The job of the tokenizer (tokens.e) is to break the code of an Euphoria file into small pieces to make it easier for the program to process. This version also adds the ability to easily modify the way it processes the data.
The main function is tokenize. Give it the a file number or a sequence containing the data, and it will return a sequence in the format {{token,line,col},{token,line,col}...}.
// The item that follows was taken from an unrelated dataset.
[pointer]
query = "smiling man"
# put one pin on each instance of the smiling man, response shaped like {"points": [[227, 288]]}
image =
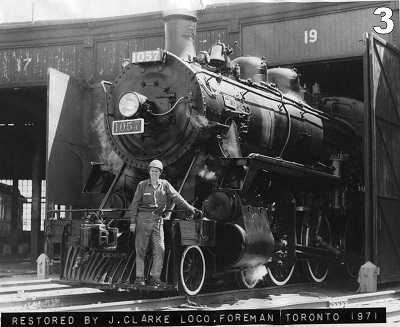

To tokenize a file or a sequence of data, use:
tokens = tokenize(file)
| Name | Description |
|---|---|
| tokens | A list of tokens in the form {{token,line,col},{token,line,col}...} |
| file | A file number or a file name |
To tokenize a string, use:
tokens = tokenize_string(data)
| Name | Description |
|---|---|
| tokens | A list of tokens in the form {{token,line,col},{token,line,col}...} |
| data | The string to tokenize |
| Procedure | Description |
|---|---|
| addWhitespaceDelimiter(delim) | Add a whitespace delimiter. For example:addWhitespaceDelimiter(" ")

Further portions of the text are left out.